Серафим Никитич приезжал сюда довольно часто. Его пациенткой была жена хозяина дома, ещё не старая женщина, чахлая, бедная и ипохондричная Елизавета Павловна. Уже два года бился доктор, выписывая ей новомодные лекарства и проверенные средства, но без толка.

Он отдал пальто заспанному слуге и поднялся на второй этаж, в сопровождении родственника.

Его слух неприятно резануло слово «усопшая», раздавшееся откуда-то из угла. Доктор быстро взглянул на говорившего. Это был незнакомый ему низкий старик в шерстяном коричневом сюртуке и пёстром шейном платке, с крупной головой и львиными чертами лица. Глаза его блестели из-под мохнатых бровей. Отчего-то Серафиму Никитичу этот образ сразу запечатлелся в душе, вероятно из-за внезапности появления.

Доктор быстро подошёл к постели Елизаветы Павловны. Женщина была очень слаба, но жива. «Примета снова сработала» - удовлетворённо подумал он. Наклонившись к её руке, доктор поздоровался и начал прощупывать пульс. Тот был подобен пересыхающей реке. Он велел дать больше тёплого питья и достал бодрящие соли, которые ударяли в нос почище турецкого табака. Затем уселся и стал писать «cito» рецепт в круглосуточную аптеку, откуда ему надо было несколько микстур для срочного восстановления сил пациентки.

Он добавил в беспокойный лист ещё и аптекаря, его подмастерья и слугу, который спал стоя, прислонившись головой к тёмной бархатной портьере с кистями.

Муж больной отсутствовал, но был на пути домой из Санкт-Петербурга.

Доктор присел в кресло и попросил крепкого чаю, чтобы не клевать носом, и стал ждать слугу из аптеки. До его возвращения было ещё часа два с половиной, учитывая дорогу туда-обратно и изготовление лекарств. Бодрящие соли немного оживили больную и она тихонько стонала и бормотала.
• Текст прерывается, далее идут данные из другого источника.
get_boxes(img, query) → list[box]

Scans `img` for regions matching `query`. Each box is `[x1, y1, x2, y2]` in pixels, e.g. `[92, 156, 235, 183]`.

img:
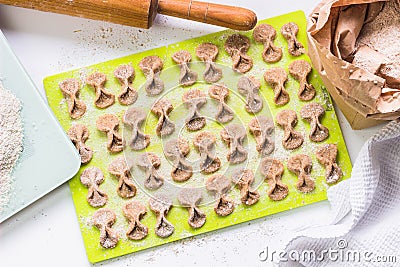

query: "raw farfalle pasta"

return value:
[253, 24, 282, 63]
[281, 22, 305, 57]
[196, 43, 222, 83]
[316, 144, 343, 184]
[220, 124, 248, 164]
[122, 107, 150, 150]
[206, 174, 235, 216]
[67, 124, 93, 164]
[276, 109, 304, 150]
[287, 154, 315, 193]
[80, 167, 108, 208]
[136, 152, 164, 190]
[300, 103, 329, 142]
[86, 72, 115, 108]
[260, 158, 289, 201]
[232, 169, 260, 206]
[108, 157, 137, 198]
[208, 84, 234, 123]
[96, 114, 124, 153]
[149, 194, 175, 238]
[139, 56, 164, 96]
[114, 64, 138, 105]
[249, 116, 275, 157]
[58, 79, 86, 119]
[264, 67, 290, 106]
[289, 60, 315, 101]
[225, 34, 253, 73]
[182, 89, 207, 131]
[164, 138, 193, 182]
[193, 131, 221, 174]
[92, 208, 119, 248]
[122, 200, 149, 240]
[178, 188, 206, 228]
[172, 50, 197, 86]
[151, 98, 175, 136]
[237, 76, 263, 113]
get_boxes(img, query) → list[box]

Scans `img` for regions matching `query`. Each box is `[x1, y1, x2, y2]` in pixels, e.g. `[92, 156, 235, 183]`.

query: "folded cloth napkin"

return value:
[279, 121, 400, 267]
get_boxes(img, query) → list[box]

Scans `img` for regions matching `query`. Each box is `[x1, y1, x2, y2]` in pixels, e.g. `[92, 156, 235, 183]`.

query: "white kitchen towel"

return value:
[279, 121, 400, 267]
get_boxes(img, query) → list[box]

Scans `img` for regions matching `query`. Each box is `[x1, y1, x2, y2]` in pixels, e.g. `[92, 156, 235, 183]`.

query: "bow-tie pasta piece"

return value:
[253, 24, 282, 63]
[206, 174, 235, 216]
[172, 50, 197, 86]
[264, 67, 290, 106]
[164, 138, 193, 182]
[289, 60, 315, 101]
[96, 114, 124, 153]
[178, 188, 206, 229]
[276, 109, 304, 150]
[281, 22, 305, 57]
[68, 124, 93, 164]
[92, 208, 119, 248]
[151, 98, 175, 136]
[225, 34, 253, 73]
[182, 89, 207, 131]
[80, 167, 108, 208]
[193, 131, 221, 174]
[300, 103, 329, 142]
[58, 79, 86, 119]
[108, 157, 137, 198]
[232, 169, 260, 206]
[237, 76, 263, 113]
[220, 124, 247, 164]
[114, 64, 138, 106]
[86, 72, 115, 108]
[122, 107, 150, 150]
[249, 116, 275, 157]
[196, 43, 222, 83]
[122, 200, 149, 240]
[260, 158, 289, 201]
[136, 153, 164, 190]
[316, 144, 343, 184]
[149, 194, 175, 238]
[208, 84, 234, 123]
[287, 154, 315, 193]
[139, 56, 164, 96]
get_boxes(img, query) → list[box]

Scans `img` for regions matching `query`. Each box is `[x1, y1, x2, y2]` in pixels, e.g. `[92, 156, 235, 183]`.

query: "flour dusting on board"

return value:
[0, 82, 23, 212]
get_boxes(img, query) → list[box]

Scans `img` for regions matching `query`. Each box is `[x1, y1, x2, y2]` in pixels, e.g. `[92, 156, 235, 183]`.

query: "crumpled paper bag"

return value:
[307, 0, 400, 129]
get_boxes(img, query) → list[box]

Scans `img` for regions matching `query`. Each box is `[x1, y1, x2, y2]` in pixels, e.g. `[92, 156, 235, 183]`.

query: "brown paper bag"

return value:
[307, 0, 400, 129]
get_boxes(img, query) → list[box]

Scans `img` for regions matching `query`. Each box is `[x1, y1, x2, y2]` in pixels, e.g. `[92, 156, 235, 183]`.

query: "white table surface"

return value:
[0, 0, 380, 267]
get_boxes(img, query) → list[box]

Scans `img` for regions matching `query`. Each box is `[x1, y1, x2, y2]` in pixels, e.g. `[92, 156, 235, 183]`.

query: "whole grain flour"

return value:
[0, 82, 23, 213]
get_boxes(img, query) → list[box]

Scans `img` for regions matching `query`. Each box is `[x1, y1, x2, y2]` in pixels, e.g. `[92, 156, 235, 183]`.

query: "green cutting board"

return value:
[44, 11, 351, 262]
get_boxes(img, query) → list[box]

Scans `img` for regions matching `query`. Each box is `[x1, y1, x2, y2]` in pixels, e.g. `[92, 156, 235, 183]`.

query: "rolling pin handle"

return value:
[157, 0, 257, 31]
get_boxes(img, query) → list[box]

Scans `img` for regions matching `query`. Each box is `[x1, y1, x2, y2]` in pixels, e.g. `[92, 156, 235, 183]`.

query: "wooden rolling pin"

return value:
[0, 0, 257, 31]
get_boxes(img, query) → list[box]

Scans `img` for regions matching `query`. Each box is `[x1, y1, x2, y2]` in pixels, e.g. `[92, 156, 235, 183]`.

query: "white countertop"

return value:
[0, 0, 380, 267]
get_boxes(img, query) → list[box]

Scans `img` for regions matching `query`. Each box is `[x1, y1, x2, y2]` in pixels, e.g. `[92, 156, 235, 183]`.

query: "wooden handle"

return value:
[157, 0, 257, 31]
[0, 0, 157, 29]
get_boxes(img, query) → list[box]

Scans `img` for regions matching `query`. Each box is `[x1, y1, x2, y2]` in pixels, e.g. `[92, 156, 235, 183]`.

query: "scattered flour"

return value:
[0, 82, 23, 212]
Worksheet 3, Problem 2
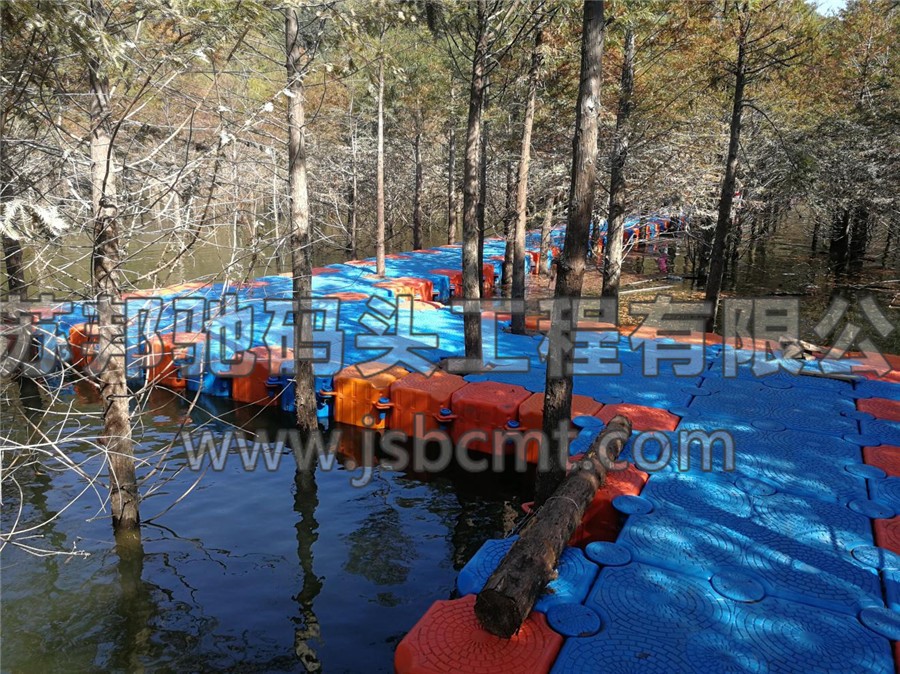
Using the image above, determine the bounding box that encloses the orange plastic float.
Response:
[321,362,409,429]
[69,322,100,368]
[428,269,462,295]
[450,381,531,454]
[569,464,650,547]
[375,276,434,301]
[388,370,467,437]
[856,398,900,421]
[231,346,294,405]
[522,462,650,548]
[597,403,681,431]
[863,445,900,477]
[394,594,563,674]
[481,262,496,294]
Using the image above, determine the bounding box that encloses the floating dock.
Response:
[7,217,900,674]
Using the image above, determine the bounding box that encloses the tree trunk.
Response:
[848,206,869,267]
[375,54,384,276]
[475,416,631,636]
[347,98,358,260]
[413,131,425,250]
[706,23,747,332]
[600,28,635,297]
[812,217,822,255]
[462,0,487,361]
[0,156,28,299]
[88,3,141,534]
[511,28,543,335]
[285,9,322,440]
[828,206,850,273]
[447,87,457,246]
[535,0,606,505]
[478,75,490,297]
[538,192,556,275]
[501,158,516,297]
Низкий старик был здесь же, в углу, стоял, будто гвоздями прибитый. Надо бы спросить у родственника, кто этот неприятный старик?

Чай не помог, спать хотелось смертельно, и под мерный стук часов и бормотание больной Серафим Никитич уснул глубоким сном.

Проснулся он от того, что в комнате возник шум.

Вернулся посыльный и одновременно с ним вошёл муж Елизаветы Павловны - Фёдор Игнатьевич, высокий, крепкий человек, на ходу скидывающий заснеженную одежду на руки лакею. В волосах его таяли снежинки, а лицо покраснело от мороза. Он бросился на колени к постели больной супруги.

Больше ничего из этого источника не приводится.